After Bookey expressed his opposition to the cancellation and Navarre expressed support, Molloy said that deciding the issue during the mayor’s report, outside the public hearings portion of the meeting, was improper.
Porter said Molloy’s point of order was out of order, saying “I don’t know that we have to notify the public.”
“It’s procedural,” Navarre added in agreement.
Kenai City Clerk Sandra Modigh said the council would need to vote on whether or not introducing the matter during the mayor’s report was out of order. The council decided it was not, with Bookey, Boyle, and Molloy casting opposing votes.
“I’m pretty disappointed in this group right now,” Bookey said after the vote, when the council considered the motion to cancel the meeting. Porter said Bookey’s comment was “rude” before allowing him to proceed.

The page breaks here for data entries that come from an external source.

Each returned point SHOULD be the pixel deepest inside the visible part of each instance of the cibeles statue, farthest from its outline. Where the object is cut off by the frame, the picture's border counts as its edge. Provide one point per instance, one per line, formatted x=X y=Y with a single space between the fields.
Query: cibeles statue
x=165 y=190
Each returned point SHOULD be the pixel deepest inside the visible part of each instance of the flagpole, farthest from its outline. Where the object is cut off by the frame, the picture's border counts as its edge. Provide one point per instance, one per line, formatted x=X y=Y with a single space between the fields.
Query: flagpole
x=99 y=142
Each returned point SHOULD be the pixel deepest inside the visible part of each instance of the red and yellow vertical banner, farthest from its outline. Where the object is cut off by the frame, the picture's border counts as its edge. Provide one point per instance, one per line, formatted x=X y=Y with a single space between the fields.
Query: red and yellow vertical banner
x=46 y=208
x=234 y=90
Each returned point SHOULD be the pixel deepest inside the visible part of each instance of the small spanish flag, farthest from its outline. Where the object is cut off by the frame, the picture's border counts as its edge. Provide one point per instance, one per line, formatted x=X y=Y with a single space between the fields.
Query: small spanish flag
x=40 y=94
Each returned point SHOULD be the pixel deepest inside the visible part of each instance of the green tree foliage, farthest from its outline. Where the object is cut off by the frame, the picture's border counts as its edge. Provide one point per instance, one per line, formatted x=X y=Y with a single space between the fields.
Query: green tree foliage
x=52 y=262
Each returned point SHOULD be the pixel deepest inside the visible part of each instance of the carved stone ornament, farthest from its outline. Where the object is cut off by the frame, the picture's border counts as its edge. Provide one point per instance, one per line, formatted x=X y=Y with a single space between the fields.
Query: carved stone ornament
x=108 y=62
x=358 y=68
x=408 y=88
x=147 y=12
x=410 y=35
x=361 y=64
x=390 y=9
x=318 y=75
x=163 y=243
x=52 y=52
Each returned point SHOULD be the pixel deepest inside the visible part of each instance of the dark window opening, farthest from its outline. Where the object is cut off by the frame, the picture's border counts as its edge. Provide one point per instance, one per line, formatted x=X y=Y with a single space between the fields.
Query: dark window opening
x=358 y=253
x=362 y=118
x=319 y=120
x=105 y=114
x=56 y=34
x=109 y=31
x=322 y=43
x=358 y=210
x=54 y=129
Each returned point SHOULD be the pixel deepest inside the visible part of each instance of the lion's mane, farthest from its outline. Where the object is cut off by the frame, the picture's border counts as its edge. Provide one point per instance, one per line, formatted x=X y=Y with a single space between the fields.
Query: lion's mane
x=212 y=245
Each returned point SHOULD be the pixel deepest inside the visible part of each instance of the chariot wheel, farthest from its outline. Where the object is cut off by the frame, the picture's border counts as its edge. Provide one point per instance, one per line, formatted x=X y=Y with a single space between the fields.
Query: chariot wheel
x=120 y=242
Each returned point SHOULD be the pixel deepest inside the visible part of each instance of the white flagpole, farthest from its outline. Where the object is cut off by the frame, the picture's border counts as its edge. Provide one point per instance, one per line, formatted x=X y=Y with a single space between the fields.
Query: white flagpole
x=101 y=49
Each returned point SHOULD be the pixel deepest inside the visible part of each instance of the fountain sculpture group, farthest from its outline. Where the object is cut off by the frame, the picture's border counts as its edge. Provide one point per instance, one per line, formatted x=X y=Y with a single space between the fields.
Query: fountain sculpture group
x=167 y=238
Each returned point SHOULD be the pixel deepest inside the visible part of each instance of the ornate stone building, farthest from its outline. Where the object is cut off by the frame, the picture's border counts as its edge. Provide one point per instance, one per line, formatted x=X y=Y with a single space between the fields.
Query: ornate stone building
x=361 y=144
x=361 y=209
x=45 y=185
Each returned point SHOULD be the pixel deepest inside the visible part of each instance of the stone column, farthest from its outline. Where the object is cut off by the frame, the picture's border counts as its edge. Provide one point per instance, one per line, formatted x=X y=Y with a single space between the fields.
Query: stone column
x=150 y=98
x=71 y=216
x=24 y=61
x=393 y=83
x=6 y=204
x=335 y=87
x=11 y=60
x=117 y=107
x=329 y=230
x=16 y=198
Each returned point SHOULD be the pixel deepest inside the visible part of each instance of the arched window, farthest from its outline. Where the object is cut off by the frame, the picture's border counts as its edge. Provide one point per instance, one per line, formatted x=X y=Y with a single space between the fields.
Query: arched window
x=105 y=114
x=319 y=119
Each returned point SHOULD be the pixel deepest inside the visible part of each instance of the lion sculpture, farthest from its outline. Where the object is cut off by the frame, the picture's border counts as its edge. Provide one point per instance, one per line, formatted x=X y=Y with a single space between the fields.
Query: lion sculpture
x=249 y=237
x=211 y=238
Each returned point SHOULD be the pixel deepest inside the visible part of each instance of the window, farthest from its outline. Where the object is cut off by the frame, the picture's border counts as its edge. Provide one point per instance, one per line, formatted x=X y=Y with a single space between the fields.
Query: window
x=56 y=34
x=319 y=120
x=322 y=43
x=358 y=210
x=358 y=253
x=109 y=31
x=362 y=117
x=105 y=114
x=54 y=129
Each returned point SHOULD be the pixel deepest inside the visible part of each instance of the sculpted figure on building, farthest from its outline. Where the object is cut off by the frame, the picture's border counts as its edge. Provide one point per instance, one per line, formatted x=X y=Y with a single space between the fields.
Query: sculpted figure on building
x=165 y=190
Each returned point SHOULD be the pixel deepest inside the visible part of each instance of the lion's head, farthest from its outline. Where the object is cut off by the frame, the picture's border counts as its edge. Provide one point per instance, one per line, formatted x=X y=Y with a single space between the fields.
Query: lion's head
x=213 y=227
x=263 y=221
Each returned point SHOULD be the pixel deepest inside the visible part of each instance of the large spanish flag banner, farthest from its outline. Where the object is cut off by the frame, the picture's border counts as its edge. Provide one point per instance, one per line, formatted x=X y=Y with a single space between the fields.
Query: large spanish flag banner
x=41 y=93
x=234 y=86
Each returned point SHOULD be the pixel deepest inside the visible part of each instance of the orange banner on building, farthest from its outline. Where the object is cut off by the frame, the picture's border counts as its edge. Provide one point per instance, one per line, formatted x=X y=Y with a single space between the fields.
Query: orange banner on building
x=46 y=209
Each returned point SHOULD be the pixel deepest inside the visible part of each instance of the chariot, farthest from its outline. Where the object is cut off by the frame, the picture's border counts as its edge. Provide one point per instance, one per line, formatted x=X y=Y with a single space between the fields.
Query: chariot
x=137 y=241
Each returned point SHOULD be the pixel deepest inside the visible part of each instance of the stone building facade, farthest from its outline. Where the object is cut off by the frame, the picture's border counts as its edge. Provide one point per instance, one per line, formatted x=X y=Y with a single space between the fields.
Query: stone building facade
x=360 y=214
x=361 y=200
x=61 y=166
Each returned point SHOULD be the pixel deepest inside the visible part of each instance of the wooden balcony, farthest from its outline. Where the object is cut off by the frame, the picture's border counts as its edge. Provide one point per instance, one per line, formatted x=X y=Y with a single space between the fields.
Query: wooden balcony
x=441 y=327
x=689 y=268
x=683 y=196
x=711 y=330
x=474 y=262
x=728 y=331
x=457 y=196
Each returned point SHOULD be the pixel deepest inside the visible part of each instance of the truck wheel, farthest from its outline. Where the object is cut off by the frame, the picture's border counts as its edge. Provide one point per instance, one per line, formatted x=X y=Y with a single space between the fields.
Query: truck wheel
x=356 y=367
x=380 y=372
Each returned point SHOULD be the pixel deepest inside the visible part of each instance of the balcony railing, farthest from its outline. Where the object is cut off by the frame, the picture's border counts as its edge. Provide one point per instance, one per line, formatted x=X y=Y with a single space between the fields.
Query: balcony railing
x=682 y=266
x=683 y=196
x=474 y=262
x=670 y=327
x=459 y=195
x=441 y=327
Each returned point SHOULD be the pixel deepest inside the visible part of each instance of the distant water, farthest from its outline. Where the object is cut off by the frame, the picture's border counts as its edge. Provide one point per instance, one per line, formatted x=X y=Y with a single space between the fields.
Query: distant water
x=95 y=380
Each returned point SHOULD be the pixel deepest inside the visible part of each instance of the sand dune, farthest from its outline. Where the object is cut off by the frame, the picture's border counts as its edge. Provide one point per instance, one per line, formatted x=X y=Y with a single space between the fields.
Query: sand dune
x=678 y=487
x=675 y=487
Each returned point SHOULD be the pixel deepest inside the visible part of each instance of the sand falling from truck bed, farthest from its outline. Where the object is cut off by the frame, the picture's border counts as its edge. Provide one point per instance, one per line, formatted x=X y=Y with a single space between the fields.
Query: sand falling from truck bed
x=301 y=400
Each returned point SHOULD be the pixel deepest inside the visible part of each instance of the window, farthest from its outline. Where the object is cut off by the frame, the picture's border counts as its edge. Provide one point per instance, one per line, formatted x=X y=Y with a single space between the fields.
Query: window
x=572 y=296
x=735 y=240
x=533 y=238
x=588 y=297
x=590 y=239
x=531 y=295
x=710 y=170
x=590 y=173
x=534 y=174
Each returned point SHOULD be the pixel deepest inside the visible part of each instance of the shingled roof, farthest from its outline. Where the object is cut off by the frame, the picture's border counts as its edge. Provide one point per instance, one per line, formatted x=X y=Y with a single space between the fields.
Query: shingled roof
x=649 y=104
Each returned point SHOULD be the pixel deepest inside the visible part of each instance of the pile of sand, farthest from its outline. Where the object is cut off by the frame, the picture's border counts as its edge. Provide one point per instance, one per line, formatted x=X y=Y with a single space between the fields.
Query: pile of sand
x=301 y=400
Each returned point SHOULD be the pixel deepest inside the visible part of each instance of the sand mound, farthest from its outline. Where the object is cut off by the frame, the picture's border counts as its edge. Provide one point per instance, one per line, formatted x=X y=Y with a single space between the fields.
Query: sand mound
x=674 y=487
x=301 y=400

“I understand the ability to cancel meetings, but everything this body has done regarding how we meet and things like that tends to push away, in my opinion, the… public,” Bookey said. “Here’s an example. We’re going to go ahead, with no notice whatsoever, just decide we don’t have to do business, and there’s nobody here who can discuss on it because it’s hidden in a mayor’s report. It’s a shame.”
Navarre said the AML conference was one of “the exact reasons a meeting could and should be canceled.”
“The public is not missing out,” Navarre said. “We’re not going to do any business without the public’s knowledge by canceling a meeting. All we’re doing is postponing it to the next meeting. But there is nothing that gets to go by the public because you didn’t have one meeting in November.”
Navarre said AML included events for city clerks and attorneys which may cause them to miss the upcoming meeting.
Council member Henry Knackstedt said he was uncertain about whether the meeting should be canceled.
“What I don’t know is what we’re going to have as far as business when we get closer to the 18th, in which case cancelling it may not be a great idea,” Knackstedt said.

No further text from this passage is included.